Plutão tem água em estado líquido e o responsável é o metano

Plutão, que já foi considerado o 9º planeta do sistema solar, agora faz parte do cinturão de Kuiper, uma parte remota da nossa galáxia. Todos os objetos celestes deste cinturão são referidos como “corpos de gelo”, uma vez que consistem principalmente de minerais e gelo, embora possam ter oceanos subterrâneos. Mas Plutão ainda é uma “ovelha negra” porque seu oceano está em estado líquido, sob a crosta de gelo. Mas como aconteceu? O grupo internacional de cientistas desvendou o mistério.

Uma exploração em grande escala do planeta começou em 2015 com a ajuda da sonda New Horizons. Nos últimos 4 anos, esta estação interplanetária da NASA coletou uma grande quantidade de informações sobre Plutão e seu satélite, Charon (Caronte em português), e também enviou uma série de fotografias da superfície desses corpos celestes para a Terra.

E durante esse tempo, muitos fatos interessantes foram descobertos sobre Plutão. Então, esse “corpo de gelo” tem grande diversidade geológica. Além disso, a planície Sputnik, localizada perto do equador, tem uma maior variedade. Deve-se notar que foi esta planície e sua localização que contribuíram para a criação de uma teoria sobre a existência de um oceano subterrâneo e uma concha de gelo localmente diluída.

Mas o problema era que o planeta anão não possuía os recursos necessários para manter a água em estado líquido.  Plutão está muito longe do “aquecedor natural” – o Sol. Também não mantém uma temperatura relativamente alta no núcleo – isto é, não possui uma fonte interna de calor. Além desses fatores, outras fontes poderiam “aquecer” satélites: assim os satélites dos planetas gigantes são constantemente aquecidos devido às interações de maré com seus planetas. E mais, em Plutão: a decomposição de seus elementos radioativos, ou melhor, o calor liberado por essa decomposição, também não é suficiente para um aquecimento suficiente.

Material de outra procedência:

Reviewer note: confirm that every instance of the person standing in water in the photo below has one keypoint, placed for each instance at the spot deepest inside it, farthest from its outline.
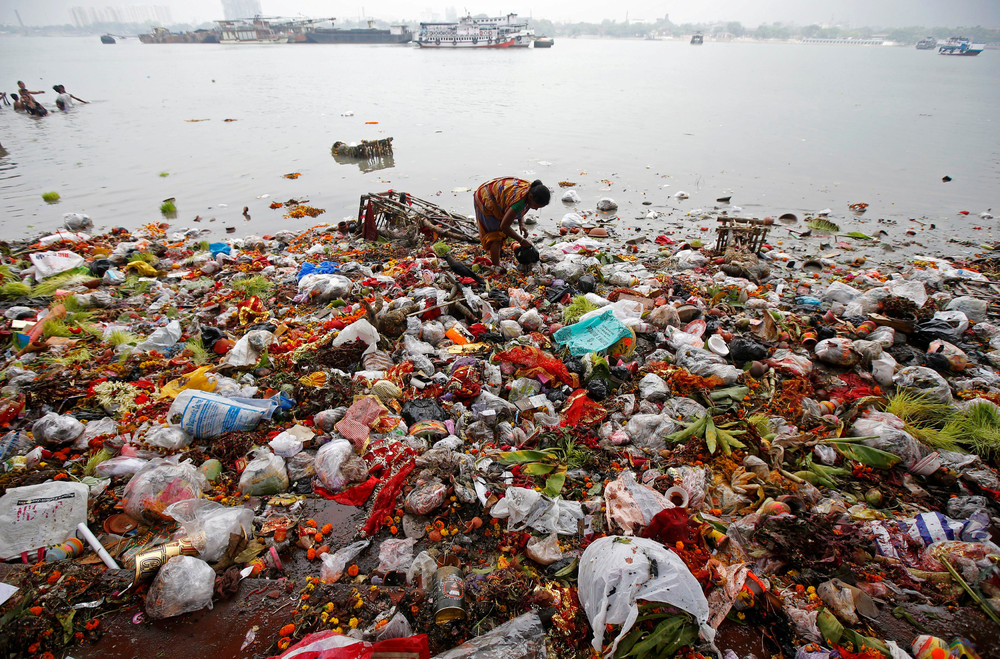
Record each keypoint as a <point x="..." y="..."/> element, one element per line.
<point x="501" y="201"/>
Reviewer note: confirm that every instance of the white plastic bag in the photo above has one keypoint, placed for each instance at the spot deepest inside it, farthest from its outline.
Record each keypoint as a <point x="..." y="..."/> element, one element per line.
<point x="616" y="571"/>
<point x="209" y="524"/>
<point x="248" y="349"/>
<point x="395" y="555"/>
<point x="337" y="465"/>
<point x="265" y="474"/>
<point x="359" y="329"/>
<point x="335" y="564"/>
<point x="203" y="414"/>
<point x="183" y="585"/>
<point x="36" y="516"/>
<point x="52" y="263"/>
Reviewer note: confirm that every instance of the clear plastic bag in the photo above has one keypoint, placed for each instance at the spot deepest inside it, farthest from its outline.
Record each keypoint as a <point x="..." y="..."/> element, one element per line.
<point x="334" y="564"/>
<point x="838" y="351"/>
<point x="183" y="585"/>
<point x="158" y="484"/>
<point x="209" y="524"/>
<point x="337" y="465"/>
<point x="56" y="429"/>
<point x="616" y="572"/>
<point x="265" y="474"/>
<point x="171" y="438"/>
<point x="520" y="638"/>
<point x="544" y="551"/>
<point x="922" y="380"/>
<point x="426" y="498"/>
<point x="395" y="555"/>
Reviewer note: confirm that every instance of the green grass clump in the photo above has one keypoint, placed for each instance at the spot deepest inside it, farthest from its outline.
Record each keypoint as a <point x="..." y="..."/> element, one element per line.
<point x="250" y="286"/>
<point x="15" y="289"/>
<point x="49" y="287"/>
<point x="198" y="353"/>
<point x="979" y="430"/>
<point x="926" y="419"/>
<point x="579" y="306"/>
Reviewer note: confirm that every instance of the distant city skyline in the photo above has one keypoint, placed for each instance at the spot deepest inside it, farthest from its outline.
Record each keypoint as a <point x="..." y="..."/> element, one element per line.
<point x="881" y="13"/>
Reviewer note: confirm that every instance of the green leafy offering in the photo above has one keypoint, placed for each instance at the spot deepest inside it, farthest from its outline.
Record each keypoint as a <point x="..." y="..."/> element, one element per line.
<point x="820" y="224"/>
<point x="579" y="306"/>
<point x="978" y="429"/>
<point x="15" y="289"/>
<point x="926" y="419"/>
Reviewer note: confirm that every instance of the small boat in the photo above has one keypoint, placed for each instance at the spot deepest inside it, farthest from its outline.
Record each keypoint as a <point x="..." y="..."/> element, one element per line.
<point x="960" y="46"/>
<point x="501" y="32"/>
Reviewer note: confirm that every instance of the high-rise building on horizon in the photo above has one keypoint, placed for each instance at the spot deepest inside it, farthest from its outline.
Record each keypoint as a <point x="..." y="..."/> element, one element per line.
<point x="128" y="14"/>
<point x="234" y="9"/>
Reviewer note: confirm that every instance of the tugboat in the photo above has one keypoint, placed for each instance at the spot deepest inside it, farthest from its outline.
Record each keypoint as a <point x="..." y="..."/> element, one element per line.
<point x="960" y="46"/>
<point x="395" y="34"/>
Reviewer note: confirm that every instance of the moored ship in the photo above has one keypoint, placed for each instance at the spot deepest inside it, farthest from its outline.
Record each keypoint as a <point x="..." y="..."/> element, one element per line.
<point x="501" y="32"/>
<point x="961" y="46"/>
<point x="163" y="35"/>
<point x="370" y="34"/>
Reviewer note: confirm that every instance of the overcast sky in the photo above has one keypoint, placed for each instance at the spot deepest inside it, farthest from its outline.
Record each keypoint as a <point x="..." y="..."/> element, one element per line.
<point x="887" y="13"/>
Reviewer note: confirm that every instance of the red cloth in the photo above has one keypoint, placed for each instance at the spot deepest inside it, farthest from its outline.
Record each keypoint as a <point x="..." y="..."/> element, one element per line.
<point x="357" y="495"/>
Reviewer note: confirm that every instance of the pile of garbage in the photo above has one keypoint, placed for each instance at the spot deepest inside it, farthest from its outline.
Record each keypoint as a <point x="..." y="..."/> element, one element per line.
<point x="609" y="452"/>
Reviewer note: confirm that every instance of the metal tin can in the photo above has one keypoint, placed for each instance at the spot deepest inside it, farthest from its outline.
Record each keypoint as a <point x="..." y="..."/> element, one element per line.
<point x="149" y="562"/>
<point x="449" y="595"/>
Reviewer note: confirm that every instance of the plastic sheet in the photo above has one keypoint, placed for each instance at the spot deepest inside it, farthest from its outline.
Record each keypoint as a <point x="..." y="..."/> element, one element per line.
<point x="158" y="484"/>
<point x="36" y="516"/>
<point x="208" y="524"/>
<point x="616" y="572"/>
<point x="334" y="564"/>
<point x="520" y="638"/>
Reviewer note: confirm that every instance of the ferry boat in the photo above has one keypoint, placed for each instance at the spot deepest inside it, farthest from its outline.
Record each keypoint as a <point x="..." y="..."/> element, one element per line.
<point x="960" y="46"/>
<point x="266" y="30"/>
<point x="502" y="32"/>
<point x="370" y="34"/>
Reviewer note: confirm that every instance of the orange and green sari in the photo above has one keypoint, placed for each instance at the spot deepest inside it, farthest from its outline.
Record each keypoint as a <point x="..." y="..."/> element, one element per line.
<point x="492" y="201"/>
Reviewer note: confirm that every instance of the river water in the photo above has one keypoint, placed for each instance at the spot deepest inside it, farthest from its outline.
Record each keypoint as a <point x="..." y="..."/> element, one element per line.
<point x="779" y="127"/>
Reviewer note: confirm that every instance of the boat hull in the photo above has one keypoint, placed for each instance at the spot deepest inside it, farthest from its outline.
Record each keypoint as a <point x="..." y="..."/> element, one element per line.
<point x="362" y="36"/>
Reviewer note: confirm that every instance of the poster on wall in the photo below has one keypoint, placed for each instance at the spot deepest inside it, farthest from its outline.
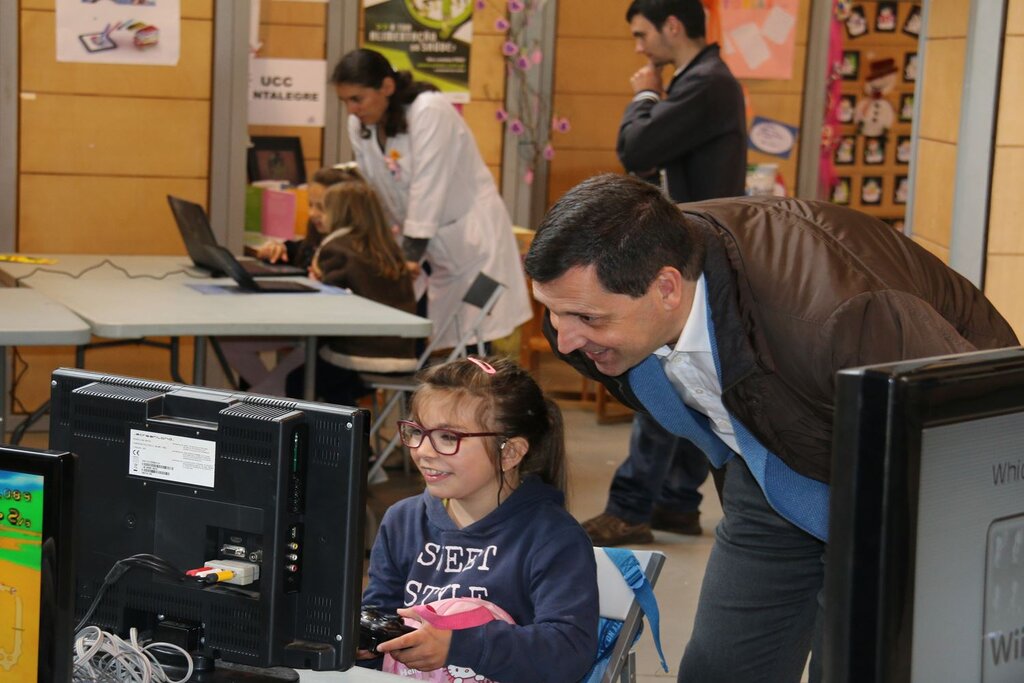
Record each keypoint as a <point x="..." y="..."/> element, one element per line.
<point x="287" y="92"/>
<point x="758" y="38"/>
<point x="135" y="32"/>
<point x="430" y="39"/>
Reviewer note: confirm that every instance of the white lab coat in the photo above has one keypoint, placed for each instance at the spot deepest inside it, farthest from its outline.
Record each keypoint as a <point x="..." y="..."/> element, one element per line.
<point x="434" y="183"/>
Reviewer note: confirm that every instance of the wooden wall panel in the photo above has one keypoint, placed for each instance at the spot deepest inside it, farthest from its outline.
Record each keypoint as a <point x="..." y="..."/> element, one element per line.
<point x="1006" y="239"/>
<point x="189" y="79"/>
<point x="98" y="135"/>
<point x="934" y="195"/>
<point x="132" y="212"/>
<point x="944" y="61"/>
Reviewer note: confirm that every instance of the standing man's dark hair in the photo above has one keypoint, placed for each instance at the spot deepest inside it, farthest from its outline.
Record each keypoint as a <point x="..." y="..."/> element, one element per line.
<point x="690" y="12"/>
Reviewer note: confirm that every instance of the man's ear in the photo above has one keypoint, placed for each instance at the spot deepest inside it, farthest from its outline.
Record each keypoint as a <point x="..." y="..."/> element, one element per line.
<point x="670" y="288"/>
<point x="513" y="451"/>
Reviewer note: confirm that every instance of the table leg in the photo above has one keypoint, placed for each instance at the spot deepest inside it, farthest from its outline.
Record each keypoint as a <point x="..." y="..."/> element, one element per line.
<point x="199" y="361"/>
<point x="309" y="371"/>
<point x="3" y="392"/>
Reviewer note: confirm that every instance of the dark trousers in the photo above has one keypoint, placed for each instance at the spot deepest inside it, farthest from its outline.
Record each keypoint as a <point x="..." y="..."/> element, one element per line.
<point x="662" y="469"/>
<point x="761" y="603"/>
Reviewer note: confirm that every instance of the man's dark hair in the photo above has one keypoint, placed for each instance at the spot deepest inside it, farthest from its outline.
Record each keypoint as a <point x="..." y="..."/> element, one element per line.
<point x="626" y="227"/>
<point x="690" y="12"/>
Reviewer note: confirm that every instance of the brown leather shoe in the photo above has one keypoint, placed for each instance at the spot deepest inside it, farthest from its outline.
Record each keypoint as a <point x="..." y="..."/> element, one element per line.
<point x="606" y="529"/>
<point x="687" y="523"/>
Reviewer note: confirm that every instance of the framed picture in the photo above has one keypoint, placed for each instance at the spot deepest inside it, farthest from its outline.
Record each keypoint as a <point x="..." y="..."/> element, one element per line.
<point x="847" y="105"/>
<point x="875" y="151"/>
<point x="276" y="159"/>
<point x="849" y="69"/>
<point x="856" y="23"/>
<point x="901" y="189"/>
<point x="903" y="150"/>
<point x="911" y="25"/>
<point x="870" y="190"/>
<point x="845" y="150"/>
<point x="905" y="107"/>
<point x="909" y="67"/>
<point x="841" y="190"/>
<point x="885" y="17"/>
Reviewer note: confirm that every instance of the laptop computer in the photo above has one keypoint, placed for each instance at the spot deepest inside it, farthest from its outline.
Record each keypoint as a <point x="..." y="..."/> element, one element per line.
<point x="197" y="233"/>
<point x="224" y="261"/>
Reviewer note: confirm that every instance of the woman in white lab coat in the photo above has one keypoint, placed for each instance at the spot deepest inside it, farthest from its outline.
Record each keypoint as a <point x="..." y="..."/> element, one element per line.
<point x="420" y="157"/>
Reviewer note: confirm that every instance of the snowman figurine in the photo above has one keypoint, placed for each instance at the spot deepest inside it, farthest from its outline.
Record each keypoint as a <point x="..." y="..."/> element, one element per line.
<point x="875" y="114"/>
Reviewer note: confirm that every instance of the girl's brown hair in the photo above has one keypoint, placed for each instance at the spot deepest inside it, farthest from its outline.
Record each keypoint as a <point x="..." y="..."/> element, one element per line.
<point x="510" y="402"/>
<point x="354" y="205"/>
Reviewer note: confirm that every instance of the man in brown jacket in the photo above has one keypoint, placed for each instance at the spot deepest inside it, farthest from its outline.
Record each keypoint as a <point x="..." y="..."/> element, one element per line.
<point x="726" y="321"/>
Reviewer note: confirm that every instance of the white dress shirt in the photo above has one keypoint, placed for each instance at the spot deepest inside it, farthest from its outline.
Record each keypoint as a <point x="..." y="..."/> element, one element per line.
<point x="690" y="368"/>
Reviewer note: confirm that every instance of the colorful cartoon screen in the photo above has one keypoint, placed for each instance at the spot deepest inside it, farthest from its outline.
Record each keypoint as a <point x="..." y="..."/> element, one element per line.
<point x="20" y="560"/>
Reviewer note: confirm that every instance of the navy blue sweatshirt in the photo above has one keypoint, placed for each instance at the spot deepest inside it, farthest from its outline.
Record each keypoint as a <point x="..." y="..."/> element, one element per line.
<point x="528" y="556"/>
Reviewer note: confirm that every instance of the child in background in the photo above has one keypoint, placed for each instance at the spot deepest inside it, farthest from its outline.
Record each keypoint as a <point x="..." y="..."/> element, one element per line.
<point x="358" y="253"/>
<point x="300" y="252"/>
<point x="491" y="524"/>
<point x="243" y="354"/>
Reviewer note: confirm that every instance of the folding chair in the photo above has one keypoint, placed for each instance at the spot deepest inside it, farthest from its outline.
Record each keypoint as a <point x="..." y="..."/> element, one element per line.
<point x="620" y="602"/>
<point x="482" y="295"/>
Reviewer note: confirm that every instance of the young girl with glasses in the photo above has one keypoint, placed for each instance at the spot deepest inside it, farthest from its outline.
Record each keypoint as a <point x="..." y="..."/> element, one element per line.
<point x="491" y="524"/>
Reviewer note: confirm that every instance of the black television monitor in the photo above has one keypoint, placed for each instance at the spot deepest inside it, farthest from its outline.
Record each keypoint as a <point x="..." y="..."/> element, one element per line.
<point x="36" y="564"/>
<point x="925" y="564"/>
<point x="195" y="475"/>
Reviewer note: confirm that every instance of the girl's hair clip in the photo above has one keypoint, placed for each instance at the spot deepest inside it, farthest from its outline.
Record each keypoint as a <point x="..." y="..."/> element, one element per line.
<point x="482" y="365"/>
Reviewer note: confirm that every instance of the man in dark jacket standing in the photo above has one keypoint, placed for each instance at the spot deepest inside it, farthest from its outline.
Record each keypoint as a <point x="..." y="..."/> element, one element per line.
<point x="691" y="139"/>
<point x="726" y="321"/>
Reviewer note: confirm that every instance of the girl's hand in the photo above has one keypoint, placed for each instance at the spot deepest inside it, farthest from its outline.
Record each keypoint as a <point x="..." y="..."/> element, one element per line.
<point x="426" y="648"/>
<point x="272" y="252"/>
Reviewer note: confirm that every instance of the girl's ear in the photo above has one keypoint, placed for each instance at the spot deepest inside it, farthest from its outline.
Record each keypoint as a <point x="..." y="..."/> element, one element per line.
<point x="513" y="451"/>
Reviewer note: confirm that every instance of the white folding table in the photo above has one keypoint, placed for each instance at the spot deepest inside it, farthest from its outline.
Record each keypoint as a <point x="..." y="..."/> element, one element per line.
<point x="29" y="317"/>
<point x="167" y="296"/>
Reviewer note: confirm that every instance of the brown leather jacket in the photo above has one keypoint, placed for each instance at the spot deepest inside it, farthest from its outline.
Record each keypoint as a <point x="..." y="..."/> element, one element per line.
<point x="801" y="290"/>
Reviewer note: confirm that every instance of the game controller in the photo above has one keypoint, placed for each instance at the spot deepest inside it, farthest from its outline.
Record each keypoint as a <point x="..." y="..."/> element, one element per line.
<point x="377" y="627"/>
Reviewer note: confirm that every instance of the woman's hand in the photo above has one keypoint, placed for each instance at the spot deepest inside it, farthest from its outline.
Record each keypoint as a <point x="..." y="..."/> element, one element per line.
<point x="272" y="252"/>
<point x="426" y="648"/>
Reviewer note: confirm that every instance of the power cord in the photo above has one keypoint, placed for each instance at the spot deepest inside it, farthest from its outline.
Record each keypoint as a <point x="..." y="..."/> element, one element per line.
<point x="101" y="656"/>
<point x="107" y="261"/>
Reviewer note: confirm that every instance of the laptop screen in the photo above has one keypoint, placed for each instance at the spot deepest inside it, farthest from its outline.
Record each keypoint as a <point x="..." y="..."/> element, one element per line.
<point x="35" y="565"/>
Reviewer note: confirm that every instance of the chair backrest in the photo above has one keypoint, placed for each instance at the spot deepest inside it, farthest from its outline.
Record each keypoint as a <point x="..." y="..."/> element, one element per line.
<point x="482" y="294"/>
<point x="617" y="601"/>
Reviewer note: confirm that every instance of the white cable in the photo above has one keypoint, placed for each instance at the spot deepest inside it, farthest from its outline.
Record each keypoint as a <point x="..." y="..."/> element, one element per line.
<point x="101" y="656"/>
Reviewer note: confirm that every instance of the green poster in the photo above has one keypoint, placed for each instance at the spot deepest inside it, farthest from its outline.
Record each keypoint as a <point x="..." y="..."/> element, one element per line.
<point x="430" y="38"/>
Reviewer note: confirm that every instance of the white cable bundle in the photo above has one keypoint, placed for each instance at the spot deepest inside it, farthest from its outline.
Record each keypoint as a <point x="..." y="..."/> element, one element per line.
<point x="102" y="656"/>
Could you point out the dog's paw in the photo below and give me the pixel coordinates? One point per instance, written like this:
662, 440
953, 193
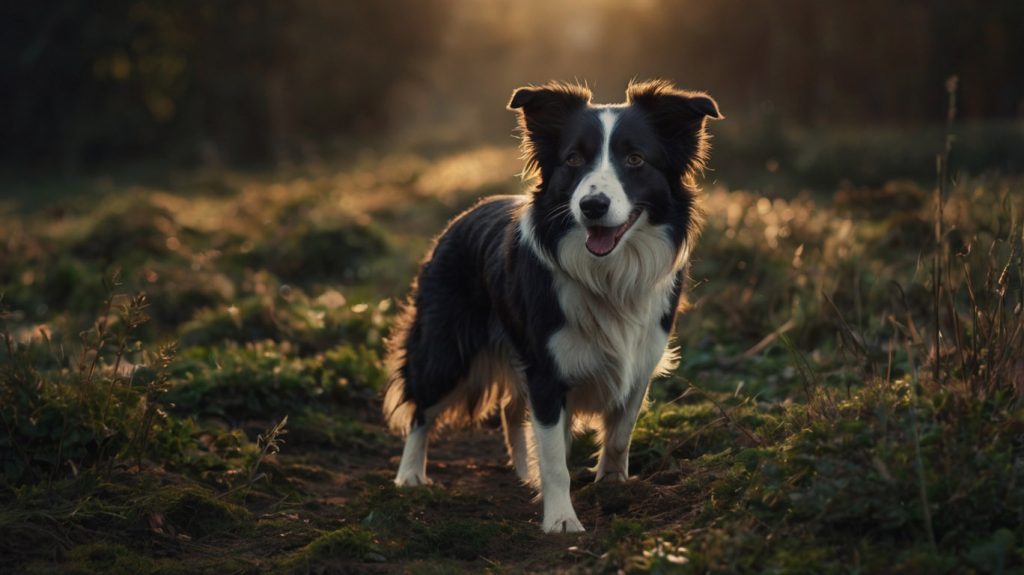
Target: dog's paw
412, 479
611, 477
563, 524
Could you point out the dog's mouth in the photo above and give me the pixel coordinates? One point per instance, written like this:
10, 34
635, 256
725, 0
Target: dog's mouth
601, 240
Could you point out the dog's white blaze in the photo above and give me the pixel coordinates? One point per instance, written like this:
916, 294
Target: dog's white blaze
603, 179
552, 447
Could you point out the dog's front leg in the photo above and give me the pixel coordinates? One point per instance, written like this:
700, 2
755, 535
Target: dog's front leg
559, 517
613, 462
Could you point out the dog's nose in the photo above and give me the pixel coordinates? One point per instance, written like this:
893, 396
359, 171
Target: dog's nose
595, 206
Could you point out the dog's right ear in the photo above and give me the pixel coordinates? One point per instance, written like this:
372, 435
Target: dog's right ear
543, 111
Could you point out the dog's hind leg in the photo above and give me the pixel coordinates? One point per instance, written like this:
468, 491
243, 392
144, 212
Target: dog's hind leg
516, 441
413, 469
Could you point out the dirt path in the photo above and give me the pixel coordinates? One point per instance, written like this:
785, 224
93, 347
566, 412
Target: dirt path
476, 515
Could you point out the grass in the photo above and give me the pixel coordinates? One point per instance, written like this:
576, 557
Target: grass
155, 343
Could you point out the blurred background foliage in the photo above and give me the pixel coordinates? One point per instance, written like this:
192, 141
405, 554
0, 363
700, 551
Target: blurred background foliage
92, 84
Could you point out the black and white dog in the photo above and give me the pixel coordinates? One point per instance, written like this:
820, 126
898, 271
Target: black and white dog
559, 303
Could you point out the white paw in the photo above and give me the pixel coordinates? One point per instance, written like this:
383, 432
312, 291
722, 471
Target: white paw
611, 477
412, 479
563, 524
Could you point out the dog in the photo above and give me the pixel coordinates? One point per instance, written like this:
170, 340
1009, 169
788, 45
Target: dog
556, 307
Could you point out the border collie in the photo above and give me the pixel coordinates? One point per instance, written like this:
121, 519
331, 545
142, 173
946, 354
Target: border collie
558, 303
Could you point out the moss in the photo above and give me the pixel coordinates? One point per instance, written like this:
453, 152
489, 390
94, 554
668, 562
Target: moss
108, 559
350, 543
196, 512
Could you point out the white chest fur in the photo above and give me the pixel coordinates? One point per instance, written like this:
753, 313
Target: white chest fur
612, 340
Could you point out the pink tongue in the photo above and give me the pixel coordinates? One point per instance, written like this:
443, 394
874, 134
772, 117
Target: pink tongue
600, 240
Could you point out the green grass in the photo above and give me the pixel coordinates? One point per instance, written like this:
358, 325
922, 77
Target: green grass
806, 430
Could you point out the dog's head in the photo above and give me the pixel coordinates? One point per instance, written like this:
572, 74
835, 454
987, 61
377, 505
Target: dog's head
605, 168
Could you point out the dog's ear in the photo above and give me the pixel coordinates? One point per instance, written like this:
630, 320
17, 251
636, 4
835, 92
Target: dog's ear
680, 118
543, 111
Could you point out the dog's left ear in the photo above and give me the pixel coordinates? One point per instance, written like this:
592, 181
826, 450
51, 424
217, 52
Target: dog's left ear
680, 118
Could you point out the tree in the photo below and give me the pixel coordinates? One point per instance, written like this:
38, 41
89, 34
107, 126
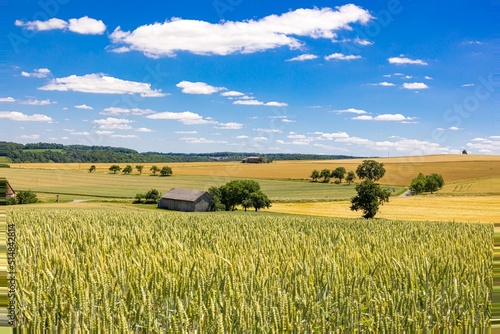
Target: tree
370, 170
26, 197
166, 171
350, 177
216, 204
339, 173
429, 183
370, 196
433, 182
258, 200
325, 174
235, 192
127, 169
154, 169
315, 175
417, 185
114, 169
152, 196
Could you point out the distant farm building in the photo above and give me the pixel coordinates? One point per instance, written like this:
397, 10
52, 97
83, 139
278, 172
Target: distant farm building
255, 160
186, 200
10, 192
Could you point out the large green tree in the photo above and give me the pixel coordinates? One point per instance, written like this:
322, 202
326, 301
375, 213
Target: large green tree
166, 171
370, 196
370, 170
115, 169
351, 176
339, 173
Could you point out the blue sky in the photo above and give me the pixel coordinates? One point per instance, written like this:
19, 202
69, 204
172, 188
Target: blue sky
364, 78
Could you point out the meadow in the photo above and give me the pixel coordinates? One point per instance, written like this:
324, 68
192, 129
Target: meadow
122, 270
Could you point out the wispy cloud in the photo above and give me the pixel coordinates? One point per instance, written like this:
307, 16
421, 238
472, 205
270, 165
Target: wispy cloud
415, 85
350, 111
249, 36
101, 84
84, 25
404, 60
83, 106
202, 88
384, 117
37, 73
303, 57
341, 56
19, 116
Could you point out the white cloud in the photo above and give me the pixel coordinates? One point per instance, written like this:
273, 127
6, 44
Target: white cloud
268, 130
198, 88
18, 116
87, 26
341, 56
363, 42
37, 25
29, 137
83, 106
38, 102
404, 60
187, 132
303, 57
191, 140
7, 99
384, 117
260, 103
185, 117
83, 25
101, 84
124, 136
351, 110
146, 130
124, 111
384, 84
249, 36
37, 73
415, 85
232, 93
112, 123
229, 126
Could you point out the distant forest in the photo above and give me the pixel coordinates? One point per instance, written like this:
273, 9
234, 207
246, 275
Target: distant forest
46, 152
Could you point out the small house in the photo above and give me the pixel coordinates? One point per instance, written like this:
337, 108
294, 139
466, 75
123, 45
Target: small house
252, 160
186, 200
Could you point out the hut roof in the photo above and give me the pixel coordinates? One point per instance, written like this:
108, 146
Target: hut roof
184, 194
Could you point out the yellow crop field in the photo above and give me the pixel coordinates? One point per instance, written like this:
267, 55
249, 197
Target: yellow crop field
484, 209
123, 271
399, 171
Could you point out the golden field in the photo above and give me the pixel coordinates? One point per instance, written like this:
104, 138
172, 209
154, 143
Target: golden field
474, 209
471, 192
399, 170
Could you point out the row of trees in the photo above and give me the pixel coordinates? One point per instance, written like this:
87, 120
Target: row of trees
429, 183
338, 173
246, 193
164, 171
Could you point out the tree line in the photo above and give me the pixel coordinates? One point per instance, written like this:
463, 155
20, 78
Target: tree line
58, 153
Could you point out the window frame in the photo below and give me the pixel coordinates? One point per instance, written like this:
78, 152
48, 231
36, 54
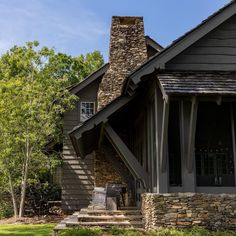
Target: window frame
81, 112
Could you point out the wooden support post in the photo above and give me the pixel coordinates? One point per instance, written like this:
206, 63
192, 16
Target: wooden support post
164, 136
188, 116
192, 131
233, 138
101, 136
126, 155
162, 177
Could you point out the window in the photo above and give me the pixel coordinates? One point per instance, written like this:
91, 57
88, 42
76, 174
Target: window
213, 145
87, 109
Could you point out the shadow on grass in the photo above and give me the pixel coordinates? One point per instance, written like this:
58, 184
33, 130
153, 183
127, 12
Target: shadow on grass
26, 230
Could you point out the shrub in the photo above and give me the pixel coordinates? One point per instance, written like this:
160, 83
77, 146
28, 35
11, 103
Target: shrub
38, 195
81, 232
6, 210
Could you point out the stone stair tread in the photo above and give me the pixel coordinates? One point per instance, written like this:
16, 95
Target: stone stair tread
125, 212
102, 223
107, 217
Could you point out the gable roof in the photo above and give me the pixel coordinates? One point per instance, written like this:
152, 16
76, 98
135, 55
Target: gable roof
179, 45
197, 83
156, 62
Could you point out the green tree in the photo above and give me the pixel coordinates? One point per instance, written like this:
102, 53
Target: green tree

Esse mistério fica ainda mais complicado pelo fato de que o líquido poder sido preservado abaixo de  uma camada muito espessa de gelo. Além disso, para não se fundirem, o gelo teria que ter uma baixa viscosidade, o que por sua vez levaria à ocorrência de movimento nas camadas superiores – neste caso, a superfície do planeta seria completamente plana. Mas Plutão tem suas montanhas e colinas.

Ou seja, em termos desse objeto astronômico, a combinação de oceanos “reais” e uma crosta de gelo era impossível. No entanto, a água descongelada do planeta está disponível. E um grupo de cientistas do Japão e dos EUA deu uma explicação para esse fenômeno.

Usando a evolução térmica e os cálculos de relaxamento viscoso (um mecanismo que pode mudar a topografia), os especialistas descobriram que toda a água do oceano não se transformava em gelo devido a uma camada de clatratos – compostos em cujas estruturas cristalinas moléculas estranhas penetravam. Neste caso, este composto é representado pelo hidrato de clatrato, e os “hospedes” são moléculas de gás.

Os hidratos de clatrato em Plutão atuam como isolantes térmicos, evitando que o oceano congele completamente, mantendo a casca de gelo fria e estacionária. Isto é conseguido por boa condutividade térmica e viscosidade.

O gás  de clatrato mais provável é o metano, que está no planeta devido à decomposição de compostos orgânicos em um núcleo sólido quente.

Curiosamente, a declaração dos especialistas explicou o fato de que há uma alta concentração de nitrogênio na atmosfera e a quase completa ausência de metano: todo o metano está no clatrato, e o nitrogênio simplesmente não pode permanecer nesses compostos, portanto entra na atmosfera.

Deve-se notar que esta descoberta tem apenas uma base hipotética. No entanto, os cientistas já realizaram uma análise, durante a qual descobriram que sem clatrato hidratado, Plutão, sob essas condições, seria completamente congelado centenas de milhões de anos atrás.

Mas, devido à intercamada de gás, a água continua sendo mantida em estado líquido.